Another vote for twist but not QE3 http://soberlook.com/2012/06/credit-growth-in-us-may-keep-fed-from.html Maybe what traders really want is to have QE3 available as a future electric blanket anyway...
The elements of risk can be cut down by waiting for greater evidence that the turnaround is working. There will be a cost in terms of price paid per share(The stock will gap up) but the difference between the fair value of the stock and the price after the gap will still be large due a number of reasons CDS is above 700 so yes there is risk but its seems quite overplayed by the media frenzy
Pretty much all of the mortgage REITs have declared Q2 divvies.

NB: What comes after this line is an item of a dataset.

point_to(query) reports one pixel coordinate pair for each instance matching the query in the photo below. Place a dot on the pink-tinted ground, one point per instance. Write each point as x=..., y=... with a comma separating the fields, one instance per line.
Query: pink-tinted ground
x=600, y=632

No cuts and a few hikes ... ATMs. NLY still the most conservative of the bunch. For those that want more aggression, try AGNC. Not an owner myself anymore, but Kain is a badass.

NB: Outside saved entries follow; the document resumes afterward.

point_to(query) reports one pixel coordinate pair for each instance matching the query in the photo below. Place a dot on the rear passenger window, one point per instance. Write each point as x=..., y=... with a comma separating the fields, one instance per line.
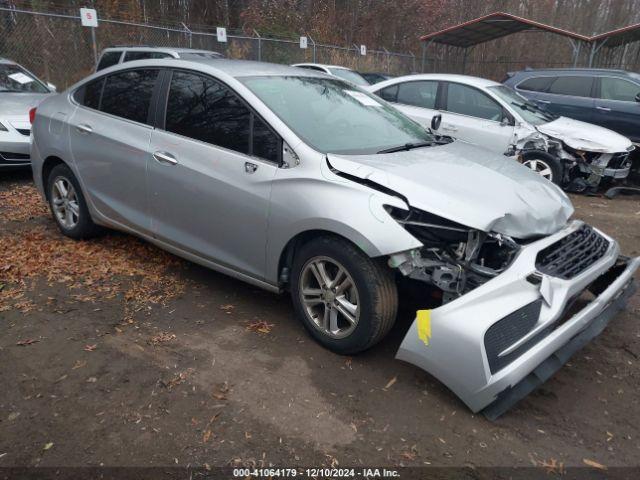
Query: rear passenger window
x=132, y=56
x=203, y=109
x=109, y=59
x=89, y=95
x=390, y=94
x=536, y=84
x=128, y=94
x=420, y=94
x=618, y=89
x=575, y=86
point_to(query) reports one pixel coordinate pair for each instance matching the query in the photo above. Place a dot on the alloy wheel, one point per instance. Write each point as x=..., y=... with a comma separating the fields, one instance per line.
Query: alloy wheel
x=64, y=201
x=329, y=297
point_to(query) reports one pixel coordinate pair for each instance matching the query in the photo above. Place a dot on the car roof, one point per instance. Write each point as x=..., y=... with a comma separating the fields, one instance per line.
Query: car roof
x=233, y=68
x=320, y=65
x=530, y=71
x=149, y=48
x=466, y=79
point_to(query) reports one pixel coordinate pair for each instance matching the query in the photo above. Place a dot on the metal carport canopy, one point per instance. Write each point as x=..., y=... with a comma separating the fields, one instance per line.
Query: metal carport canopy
x=621, y=36
x=491, y=27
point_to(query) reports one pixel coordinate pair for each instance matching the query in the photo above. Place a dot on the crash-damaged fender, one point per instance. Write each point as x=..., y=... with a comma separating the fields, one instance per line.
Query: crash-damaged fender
x=468, y=185
x=449, y=341
x=585, y=136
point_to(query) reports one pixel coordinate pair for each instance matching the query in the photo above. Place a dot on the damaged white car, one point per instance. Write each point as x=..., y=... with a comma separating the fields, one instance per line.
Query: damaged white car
x=573, y=154
x=295, y=181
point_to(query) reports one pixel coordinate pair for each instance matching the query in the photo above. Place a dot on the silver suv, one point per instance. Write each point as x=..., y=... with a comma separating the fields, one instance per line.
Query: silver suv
x=120, y=54
x=296, y=181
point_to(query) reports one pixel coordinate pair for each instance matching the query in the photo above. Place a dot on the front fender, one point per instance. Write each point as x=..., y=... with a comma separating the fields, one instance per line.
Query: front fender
x=301, y=203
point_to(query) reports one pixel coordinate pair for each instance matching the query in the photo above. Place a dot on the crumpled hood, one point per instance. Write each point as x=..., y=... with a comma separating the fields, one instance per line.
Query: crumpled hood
x=469, y=185
x=19, y=104
x=585, y=136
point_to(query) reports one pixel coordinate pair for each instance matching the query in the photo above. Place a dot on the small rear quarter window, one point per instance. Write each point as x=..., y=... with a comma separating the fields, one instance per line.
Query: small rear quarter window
x=109, y=59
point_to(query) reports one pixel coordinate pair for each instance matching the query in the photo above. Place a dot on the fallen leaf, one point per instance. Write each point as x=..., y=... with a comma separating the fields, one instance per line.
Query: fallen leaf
x=79, y=364
x=391, y=382
x=594, y=464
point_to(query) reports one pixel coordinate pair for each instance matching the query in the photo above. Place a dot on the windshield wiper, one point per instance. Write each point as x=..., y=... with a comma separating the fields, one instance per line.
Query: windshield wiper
x=408, y=146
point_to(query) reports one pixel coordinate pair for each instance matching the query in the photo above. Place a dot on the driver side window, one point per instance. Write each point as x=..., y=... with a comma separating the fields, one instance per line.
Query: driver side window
x=470, y=101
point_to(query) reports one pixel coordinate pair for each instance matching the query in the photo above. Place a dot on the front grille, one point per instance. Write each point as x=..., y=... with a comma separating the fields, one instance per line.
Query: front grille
x=507, y=331
x=7, y=156
x=619, y=160
x=573, y=254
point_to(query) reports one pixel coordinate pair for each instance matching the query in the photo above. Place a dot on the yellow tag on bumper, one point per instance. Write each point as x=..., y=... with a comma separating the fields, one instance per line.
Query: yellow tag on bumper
x=423, y=319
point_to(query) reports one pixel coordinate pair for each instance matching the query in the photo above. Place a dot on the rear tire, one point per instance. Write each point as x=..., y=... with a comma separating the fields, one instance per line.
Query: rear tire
x=346, y=300
x=544, y=164
x=68, y=205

CNBC reports JPM sold 60% of the position. Dimon reports they will make a profit this quarter. Surprise surprise, panicky investors were wrong
If the $2B loss has some massive volcker implications then ALL big bank stocks should have collapsed. That didn't happen. JPM XLF spread collapsed, incorrectly due this just being a one time hit to earnings. Heck, this loss will just help them not to get complacent for another few years
Even after a big bounce, the shares remain well lower than the level they were at. Those who sold the news (and maybe bought back later) were absolutely right. Listen, be a douchebag to me - I really don't care - but stop being such a prick to the rest of the population.
*Long bonds breaking down today (10yr, 30yr) *Spanish bond yields biggest one-day dive since December * GLD, GDX selling off / looking like shite again Unless the Fed does something way out of line w/ expectations, broad message seems to be Europe is going back to boring (deeply problematic but contained), fear trade is subsiding, and full blown QE3 will have to wait for more serious deterioration of US economy, implying short to medium term blah-to-up scenario for equities and negative for precious metals. No positions at moment, but I'm guessing we'll have a chance to buy gold / gold stocks at much more attractive prices within the next few months. Not really interested in shorting, though, b/c of outside chances European shit hits the fan again.
Interesting theory from a JCP investor: http://www.minyanville.com/trading-...?camp=newsletter&medium=email&from=recapemail Mainly that Francis got booted not b/c Johnson needed a scapegoat, but because Francis recognized that the new strategy is fucked, tried to go back to the tried and true, and Johnson decided it was mutiny. Captain sounds determined to go down with the ship, er, strategy. Because his AAPL experience is so relevant to JCP.
Ok. So JPM is back down again today. Does that make all those who are not you right again? I'm losing track.